Fueron los primeros. Sí, luego el hombre domesticó ovejas, caballos, vacas y hasta a la propia vegetación, transformándola a su parecer para crear microecosistemas de abundancia que permitió un rápido crecimiento demográfico y la expansión por todos los continentes del planeta. Nos hemos convertido en uno de los animales más exitosos del planeta Tierra. Hemos viajado a lomos de nuestros caballos, que luego se transformaron en carros, y de carros a coches. Hemos adaptado nuestro organismo al consumo de lácteos. Hemos aprendido a tejer con la lana de las ovejas. Pero ellos fueron los primeros, y sin esa primera experiencia, sin esa primera vez en la que los lobos se acercaron al hombre, quizás para cazar, quizás para rapiñar comida, todo esto no habría sido posible.

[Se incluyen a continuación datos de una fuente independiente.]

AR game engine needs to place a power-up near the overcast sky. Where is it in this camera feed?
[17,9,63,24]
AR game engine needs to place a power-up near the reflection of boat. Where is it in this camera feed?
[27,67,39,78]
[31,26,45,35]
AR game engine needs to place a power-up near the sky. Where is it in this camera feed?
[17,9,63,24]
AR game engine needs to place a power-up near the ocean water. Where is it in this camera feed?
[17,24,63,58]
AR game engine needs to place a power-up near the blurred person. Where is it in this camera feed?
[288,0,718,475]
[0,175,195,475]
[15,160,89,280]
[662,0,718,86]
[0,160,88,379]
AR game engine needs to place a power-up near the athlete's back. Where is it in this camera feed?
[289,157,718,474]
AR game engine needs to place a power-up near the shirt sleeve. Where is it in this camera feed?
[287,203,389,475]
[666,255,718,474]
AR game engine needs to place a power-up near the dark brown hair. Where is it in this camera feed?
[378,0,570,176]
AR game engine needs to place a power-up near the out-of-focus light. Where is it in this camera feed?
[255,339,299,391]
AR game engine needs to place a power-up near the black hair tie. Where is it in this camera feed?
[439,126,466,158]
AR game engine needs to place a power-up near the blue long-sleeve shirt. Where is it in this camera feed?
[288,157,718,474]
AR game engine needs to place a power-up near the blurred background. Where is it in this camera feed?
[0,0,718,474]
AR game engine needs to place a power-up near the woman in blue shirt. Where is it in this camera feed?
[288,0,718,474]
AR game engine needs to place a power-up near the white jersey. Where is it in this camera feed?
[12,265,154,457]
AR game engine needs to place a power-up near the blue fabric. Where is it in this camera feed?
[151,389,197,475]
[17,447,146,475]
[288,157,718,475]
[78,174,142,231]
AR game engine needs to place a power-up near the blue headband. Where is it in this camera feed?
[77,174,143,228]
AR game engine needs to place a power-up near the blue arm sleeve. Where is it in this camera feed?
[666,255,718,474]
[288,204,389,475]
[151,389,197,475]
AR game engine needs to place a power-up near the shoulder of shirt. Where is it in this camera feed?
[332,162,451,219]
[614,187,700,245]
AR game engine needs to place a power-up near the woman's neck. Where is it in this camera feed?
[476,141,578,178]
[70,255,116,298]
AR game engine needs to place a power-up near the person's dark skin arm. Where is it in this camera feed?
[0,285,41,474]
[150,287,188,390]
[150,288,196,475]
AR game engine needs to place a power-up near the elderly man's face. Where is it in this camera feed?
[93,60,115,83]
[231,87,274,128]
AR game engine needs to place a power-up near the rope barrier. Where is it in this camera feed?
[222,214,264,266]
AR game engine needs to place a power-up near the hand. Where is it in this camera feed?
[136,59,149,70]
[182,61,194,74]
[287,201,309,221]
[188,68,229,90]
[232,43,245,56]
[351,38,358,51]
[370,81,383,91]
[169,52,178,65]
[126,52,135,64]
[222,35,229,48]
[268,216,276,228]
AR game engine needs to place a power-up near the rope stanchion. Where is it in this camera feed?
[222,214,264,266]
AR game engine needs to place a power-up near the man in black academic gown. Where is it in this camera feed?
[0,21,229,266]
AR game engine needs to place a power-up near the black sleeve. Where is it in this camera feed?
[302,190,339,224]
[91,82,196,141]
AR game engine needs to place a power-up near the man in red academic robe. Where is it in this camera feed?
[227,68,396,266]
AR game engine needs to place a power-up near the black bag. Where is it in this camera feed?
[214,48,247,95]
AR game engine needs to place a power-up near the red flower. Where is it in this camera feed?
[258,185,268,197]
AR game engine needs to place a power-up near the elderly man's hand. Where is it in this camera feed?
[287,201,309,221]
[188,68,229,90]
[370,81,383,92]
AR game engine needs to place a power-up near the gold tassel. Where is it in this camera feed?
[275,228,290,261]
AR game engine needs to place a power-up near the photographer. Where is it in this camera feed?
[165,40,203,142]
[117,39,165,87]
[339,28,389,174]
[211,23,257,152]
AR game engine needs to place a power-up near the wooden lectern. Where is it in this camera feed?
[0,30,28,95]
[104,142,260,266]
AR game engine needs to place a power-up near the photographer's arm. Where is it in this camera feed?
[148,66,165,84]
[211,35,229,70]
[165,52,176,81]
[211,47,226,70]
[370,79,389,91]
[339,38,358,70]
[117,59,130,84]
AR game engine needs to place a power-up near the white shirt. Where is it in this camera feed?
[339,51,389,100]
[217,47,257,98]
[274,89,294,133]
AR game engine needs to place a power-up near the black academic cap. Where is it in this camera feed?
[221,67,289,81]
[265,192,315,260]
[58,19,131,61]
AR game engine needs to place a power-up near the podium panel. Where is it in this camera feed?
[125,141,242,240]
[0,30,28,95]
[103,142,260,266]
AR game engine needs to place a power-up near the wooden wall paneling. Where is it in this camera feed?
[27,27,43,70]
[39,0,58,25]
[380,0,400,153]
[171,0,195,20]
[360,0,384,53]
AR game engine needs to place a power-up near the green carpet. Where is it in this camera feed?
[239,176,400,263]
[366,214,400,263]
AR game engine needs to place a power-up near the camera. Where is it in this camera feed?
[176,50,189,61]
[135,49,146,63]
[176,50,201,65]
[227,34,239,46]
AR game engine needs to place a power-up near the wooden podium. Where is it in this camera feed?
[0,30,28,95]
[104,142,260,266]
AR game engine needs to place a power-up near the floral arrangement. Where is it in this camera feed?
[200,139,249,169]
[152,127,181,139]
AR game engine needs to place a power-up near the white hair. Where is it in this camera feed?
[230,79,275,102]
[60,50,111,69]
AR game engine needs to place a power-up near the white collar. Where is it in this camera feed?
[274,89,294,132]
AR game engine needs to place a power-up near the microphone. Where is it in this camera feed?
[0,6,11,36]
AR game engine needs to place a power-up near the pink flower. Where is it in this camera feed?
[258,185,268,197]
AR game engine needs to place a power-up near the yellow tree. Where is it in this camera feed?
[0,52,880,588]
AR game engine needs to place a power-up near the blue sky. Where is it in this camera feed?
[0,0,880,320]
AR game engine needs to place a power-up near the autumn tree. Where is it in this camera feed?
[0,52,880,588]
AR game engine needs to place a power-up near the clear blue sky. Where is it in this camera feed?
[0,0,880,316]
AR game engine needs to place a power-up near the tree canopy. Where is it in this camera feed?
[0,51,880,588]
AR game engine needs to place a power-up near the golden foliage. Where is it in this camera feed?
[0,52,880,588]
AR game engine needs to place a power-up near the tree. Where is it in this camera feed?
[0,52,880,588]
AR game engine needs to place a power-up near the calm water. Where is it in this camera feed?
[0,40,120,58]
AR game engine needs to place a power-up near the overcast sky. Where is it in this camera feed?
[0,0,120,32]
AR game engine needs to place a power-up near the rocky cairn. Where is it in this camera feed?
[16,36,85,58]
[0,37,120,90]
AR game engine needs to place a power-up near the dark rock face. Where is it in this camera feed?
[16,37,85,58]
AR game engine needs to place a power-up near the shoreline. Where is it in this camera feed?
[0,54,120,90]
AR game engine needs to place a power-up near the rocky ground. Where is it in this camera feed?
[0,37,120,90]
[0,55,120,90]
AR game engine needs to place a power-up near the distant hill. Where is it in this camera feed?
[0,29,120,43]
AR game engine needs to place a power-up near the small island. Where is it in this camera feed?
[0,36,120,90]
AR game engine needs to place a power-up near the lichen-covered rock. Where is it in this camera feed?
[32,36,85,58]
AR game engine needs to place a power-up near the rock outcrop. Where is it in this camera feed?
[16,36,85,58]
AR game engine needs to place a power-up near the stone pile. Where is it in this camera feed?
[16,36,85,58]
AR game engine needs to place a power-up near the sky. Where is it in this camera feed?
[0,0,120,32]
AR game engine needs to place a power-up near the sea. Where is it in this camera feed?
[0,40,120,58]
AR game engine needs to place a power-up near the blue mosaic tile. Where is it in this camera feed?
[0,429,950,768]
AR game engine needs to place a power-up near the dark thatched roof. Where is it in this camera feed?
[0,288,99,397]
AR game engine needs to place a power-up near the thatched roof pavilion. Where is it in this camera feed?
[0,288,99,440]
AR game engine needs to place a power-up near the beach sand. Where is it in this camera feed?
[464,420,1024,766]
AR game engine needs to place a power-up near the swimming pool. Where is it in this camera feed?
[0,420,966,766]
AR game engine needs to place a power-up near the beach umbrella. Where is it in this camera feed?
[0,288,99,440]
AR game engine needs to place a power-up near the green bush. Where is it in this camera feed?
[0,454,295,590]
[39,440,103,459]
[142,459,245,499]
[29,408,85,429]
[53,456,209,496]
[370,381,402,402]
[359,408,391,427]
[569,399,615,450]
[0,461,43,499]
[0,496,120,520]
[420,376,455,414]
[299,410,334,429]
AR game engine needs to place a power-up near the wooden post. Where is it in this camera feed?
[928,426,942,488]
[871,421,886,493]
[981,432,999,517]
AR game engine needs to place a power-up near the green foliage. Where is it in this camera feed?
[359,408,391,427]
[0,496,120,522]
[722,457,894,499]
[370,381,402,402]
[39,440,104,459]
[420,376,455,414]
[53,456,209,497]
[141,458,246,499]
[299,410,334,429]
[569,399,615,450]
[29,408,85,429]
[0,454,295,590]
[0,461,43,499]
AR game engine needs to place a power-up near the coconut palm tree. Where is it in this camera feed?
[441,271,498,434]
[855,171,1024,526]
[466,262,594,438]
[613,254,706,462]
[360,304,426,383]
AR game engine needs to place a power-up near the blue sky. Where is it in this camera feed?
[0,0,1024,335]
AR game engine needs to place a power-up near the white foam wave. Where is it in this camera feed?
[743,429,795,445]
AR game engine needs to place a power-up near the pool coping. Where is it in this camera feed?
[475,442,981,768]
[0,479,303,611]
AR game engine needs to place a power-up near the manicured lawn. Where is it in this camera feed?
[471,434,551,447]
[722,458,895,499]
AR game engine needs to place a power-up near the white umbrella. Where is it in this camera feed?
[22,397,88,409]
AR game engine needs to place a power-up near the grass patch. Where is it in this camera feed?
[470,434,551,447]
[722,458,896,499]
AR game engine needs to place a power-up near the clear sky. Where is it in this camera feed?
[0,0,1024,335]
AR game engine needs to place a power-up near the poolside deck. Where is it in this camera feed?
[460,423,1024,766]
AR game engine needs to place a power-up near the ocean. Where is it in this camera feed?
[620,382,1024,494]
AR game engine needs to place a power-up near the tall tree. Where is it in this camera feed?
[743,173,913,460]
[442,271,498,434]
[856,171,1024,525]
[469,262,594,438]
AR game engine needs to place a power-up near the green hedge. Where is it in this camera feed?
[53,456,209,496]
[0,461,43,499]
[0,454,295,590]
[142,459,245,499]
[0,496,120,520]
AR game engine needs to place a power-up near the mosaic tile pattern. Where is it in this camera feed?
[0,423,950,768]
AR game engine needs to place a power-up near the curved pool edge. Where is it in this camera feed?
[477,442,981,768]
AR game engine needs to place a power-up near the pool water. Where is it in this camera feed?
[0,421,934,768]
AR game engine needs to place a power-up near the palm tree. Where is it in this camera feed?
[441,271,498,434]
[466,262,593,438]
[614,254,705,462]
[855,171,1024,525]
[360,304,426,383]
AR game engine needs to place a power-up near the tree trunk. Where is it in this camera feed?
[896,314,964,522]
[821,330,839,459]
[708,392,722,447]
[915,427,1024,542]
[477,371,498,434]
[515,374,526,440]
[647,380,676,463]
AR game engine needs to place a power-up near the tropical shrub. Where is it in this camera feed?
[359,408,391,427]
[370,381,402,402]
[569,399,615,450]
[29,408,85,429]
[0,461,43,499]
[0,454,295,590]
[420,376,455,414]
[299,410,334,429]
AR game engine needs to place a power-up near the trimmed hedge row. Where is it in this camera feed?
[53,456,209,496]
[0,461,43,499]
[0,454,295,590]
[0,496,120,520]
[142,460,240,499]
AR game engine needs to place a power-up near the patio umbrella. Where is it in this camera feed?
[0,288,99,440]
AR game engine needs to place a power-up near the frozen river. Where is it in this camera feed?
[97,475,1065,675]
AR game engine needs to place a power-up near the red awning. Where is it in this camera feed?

Beagle trabajando en detección de olores en un aeropuerto.

Nos ayudaron en la caza. Después empezaron a carear nuestras ovejas, a proteger nuestros rebaños de los depredadores y los ladrones. Nos protegieron a nosotros de maleantes y nuestras propiedades de cacos. Fueron compañeros en la batalla durante las guerras. Aún hoy, son nuestro olfato para detectar sustancias y hasta enfermedades, son los ojos de los que no pueden ver, son compañeros de discapacitados y alejan la soledad de los ancianos. Incluso existen evidencias de que la tenencia de perros trae beneficios para la salud , evidenciando cambios a nivel fisiológico en nosotros mismos a raíz de esa relación simbiótica que se estableció hace decenas de miles de años.

Ellos fueron los primeros y tenemos mucho que agradecerles.